Improving Brain Metastases Outcomes Through Stereotactic Radiosurgery and Immunotherapies
Brain metastases are the most common form of brain cancer. Brain metastases occur when cancerous cells break away from primary tumors in distant tissues or organs. The cancer cells travel to the brain via the bloodstream or lymphatic system. While any type of cancer can potentially spread to the brain, the cancers most associated with brain metastases initially develop in the lung, breast, skin (melanoma), colon, or kidney.
The enhanced knowledge of primary tumor biology, actionable molecular targets and continued improvements in systemic and radiotherapy regimens have helped improve survival rates. The treatment of brain metastasis involves a multidisciplinary collaboration with experts including neurosurgeons, medical oncologists, and radiation oncologists.
Recently, the multidisciplinary team at Moffitt authored a research article titled "Improving Brain Metastases Outcomes Through Therapeutic Synergy Between Stereotactic Radiosurgery and Targeted Cancer Therapies." The publication was recently featured in Frontiers in Oncology.
The article outlined the advances in targeted therapies to date. It also discussed the findings of studies investigating the synergy of using stereotactic radiosurgery and immunotherapies. These synergies have improved the outcome for patients with non-small cell lung, HER-2 positive, endocrine receptor-positive breast, melanoma, and renal cell carcinoma brain metastases.

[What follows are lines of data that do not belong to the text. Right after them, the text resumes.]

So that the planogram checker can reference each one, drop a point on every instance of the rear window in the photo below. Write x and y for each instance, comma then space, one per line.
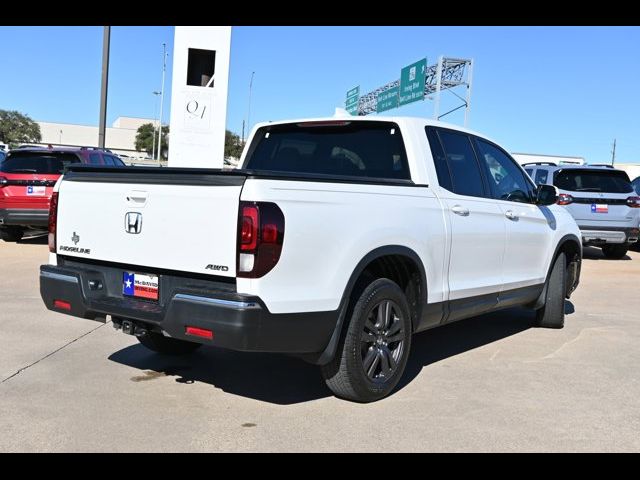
31, 162
352, 149
592, 181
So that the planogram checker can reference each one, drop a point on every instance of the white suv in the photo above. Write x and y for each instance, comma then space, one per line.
600, 198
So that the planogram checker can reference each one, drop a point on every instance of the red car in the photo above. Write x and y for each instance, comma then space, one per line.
27, 177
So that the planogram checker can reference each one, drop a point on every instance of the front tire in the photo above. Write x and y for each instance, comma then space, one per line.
615, 251
166, 345
11, 234
374, 351
551, 315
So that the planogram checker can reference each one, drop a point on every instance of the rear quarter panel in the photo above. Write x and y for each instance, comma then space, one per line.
330, 227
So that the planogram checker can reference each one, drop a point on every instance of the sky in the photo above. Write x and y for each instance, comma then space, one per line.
548, 90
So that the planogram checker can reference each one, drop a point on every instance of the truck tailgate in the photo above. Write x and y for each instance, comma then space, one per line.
175, 219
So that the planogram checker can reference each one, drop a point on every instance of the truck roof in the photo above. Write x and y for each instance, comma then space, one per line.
400, 120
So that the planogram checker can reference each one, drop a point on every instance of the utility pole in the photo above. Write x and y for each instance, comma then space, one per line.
164, 67
249, 110
155, 123
613, 153
106, 38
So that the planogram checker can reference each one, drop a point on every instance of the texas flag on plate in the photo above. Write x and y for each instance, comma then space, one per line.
140, 285
599, 208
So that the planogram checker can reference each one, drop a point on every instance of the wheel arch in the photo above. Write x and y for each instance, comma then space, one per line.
571, 246
369, 264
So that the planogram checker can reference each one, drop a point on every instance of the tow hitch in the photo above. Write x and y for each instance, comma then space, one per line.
129, 327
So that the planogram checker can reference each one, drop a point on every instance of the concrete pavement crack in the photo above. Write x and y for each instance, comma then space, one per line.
53, 353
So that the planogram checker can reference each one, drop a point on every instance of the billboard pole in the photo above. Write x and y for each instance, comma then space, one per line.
106, 37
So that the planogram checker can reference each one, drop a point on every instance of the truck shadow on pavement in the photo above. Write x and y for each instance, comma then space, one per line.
285, 380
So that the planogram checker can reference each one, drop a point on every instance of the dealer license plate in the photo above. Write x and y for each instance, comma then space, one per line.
140, 285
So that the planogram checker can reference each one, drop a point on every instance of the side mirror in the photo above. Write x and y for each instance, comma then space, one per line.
546, 194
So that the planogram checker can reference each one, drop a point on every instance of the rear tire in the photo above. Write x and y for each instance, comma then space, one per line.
615, 251
166, 345
11, 234
551, 315
373, 352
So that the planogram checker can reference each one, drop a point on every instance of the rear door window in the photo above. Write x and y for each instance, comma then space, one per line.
30, 162
592, 180
94, 159
343, 148
463, 166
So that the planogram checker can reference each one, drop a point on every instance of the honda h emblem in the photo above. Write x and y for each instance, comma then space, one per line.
133, 222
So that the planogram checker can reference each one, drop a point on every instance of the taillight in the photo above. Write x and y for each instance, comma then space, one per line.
633, 202
53, 220
260, 237
564, 199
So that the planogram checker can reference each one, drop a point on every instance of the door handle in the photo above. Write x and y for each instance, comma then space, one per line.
459, 210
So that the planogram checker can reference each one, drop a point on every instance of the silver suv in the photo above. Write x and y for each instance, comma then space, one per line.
601, 200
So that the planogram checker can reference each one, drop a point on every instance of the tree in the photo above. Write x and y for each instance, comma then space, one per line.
16, 128
233, 145
144, 139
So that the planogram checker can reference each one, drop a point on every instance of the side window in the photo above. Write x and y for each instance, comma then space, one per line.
94, 159
116, 161
541, 176
463, 166
505, 177
440, 161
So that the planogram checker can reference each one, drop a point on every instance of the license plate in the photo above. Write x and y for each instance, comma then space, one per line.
36, 191
140, 285
599, 208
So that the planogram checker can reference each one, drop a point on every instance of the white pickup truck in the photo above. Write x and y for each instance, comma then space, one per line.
336, 241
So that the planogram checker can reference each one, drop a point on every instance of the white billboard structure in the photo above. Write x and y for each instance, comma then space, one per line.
199, 96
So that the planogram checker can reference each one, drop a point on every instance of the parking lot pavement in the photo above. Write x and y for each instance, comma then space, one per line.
492, 383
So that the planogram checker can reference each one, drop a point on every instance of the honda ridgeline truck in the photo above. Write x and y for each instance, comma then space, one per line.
336, 240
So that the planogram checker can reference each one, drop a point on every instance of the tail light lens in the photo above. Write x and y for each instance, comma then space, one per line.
53, 220
564, 199
633, 202
260, 238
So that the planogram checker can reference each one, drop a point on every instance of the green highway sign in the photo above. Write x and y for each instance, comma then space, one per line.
351, 103
412, 82
387, 100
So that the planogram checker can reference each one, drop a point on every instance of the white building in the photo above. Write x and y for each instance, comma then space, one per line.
120, 137
557, 159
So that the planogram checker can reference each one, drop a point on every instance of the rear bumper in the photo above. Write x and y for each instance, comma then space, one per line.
238, 322
24, 217
592, 235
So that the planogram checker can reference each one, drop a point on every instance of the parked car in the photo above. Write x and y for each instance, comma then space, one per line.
27, 177
600, 198
336, 241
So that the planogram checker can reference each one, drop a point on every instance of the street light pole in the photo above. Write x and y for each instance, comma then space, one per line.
155, 123
164, 67
249, 110
106, 38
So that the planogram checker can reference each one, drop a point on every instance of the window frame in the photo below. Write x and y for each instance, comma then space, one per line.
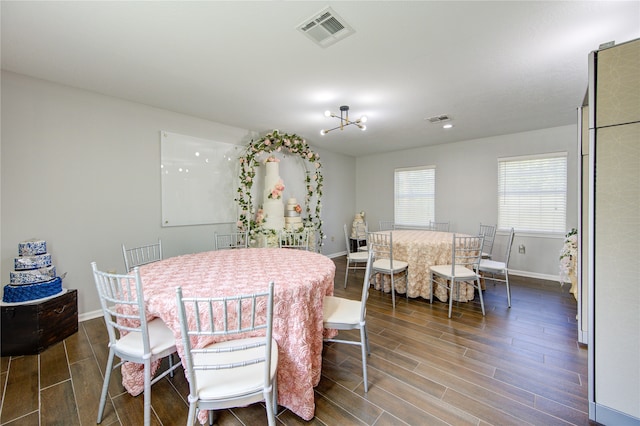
422, 217
557, 195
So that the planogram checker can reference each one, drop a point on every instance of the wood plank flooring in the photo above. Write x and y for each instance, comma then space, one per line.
513, 367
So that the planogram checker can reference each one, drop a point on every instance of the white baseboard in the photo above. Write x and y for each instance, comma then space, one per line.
529, 274
89, 315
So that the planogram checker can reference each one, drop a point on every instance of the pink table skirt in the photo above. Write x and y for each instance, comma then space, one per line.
301, 278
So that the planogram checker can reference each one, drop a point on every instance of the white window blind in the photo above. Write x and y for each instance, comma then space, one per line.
414, 196
532, 193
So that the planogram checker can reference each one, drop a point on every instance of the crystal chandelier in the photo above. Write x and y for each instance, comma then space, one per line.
344, 120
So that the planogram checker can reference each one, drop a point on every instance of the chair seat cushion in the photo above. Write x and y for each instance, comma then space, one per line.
492, 265
233, 382
385, 265
460, 271
161, 338
341, 310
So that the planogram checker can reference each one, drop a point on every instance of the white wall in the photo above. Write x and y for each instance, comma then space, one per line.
82, 171
466, 188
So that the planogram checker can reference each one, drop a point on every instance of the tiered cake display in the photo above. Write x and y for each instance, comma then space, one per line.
33, 277
272, 204
292, 219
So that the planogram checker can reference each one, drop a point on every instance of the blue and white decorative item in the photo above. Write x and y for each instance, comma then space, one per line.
34, 277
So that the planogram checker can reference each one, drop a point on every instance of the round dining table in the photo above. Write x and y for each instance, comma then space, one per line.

"While stereotactic radiosurgery has been a mainstay of treatment for brain metastases, recent advances in targeted therapies and immunotherapies have provided additional options for certain groups of patients with brain metastases," said Dr. Michael Vogelbaum, Program Leader of Neuro-Oncology and Chief of Neurosurgery. "We are now exploring combinations of these treatments that may provide even better cancer control within the brain."
The research article also pointed out the challenges of comparing results from multiple studies assessing outcomes in patients with brain metastases. However, the authors agreed that the cumulative synergies underscore the importance of a multidisciplinary team approach and/or the various treatment modalities for patients with brain metastasis will likely lead to a better outcome.
Congratulations to the Moffitt Neuro-Oncology Program and the multidisciplinary team of authors including Drs. Sebastian Rubino, Daniel Oliver, Nam Tran, Michael Vogelbaum, Peter Forsyth, Hsiang-Hsuan Michael Yu, Kamran Ahmed and Arnold Etame.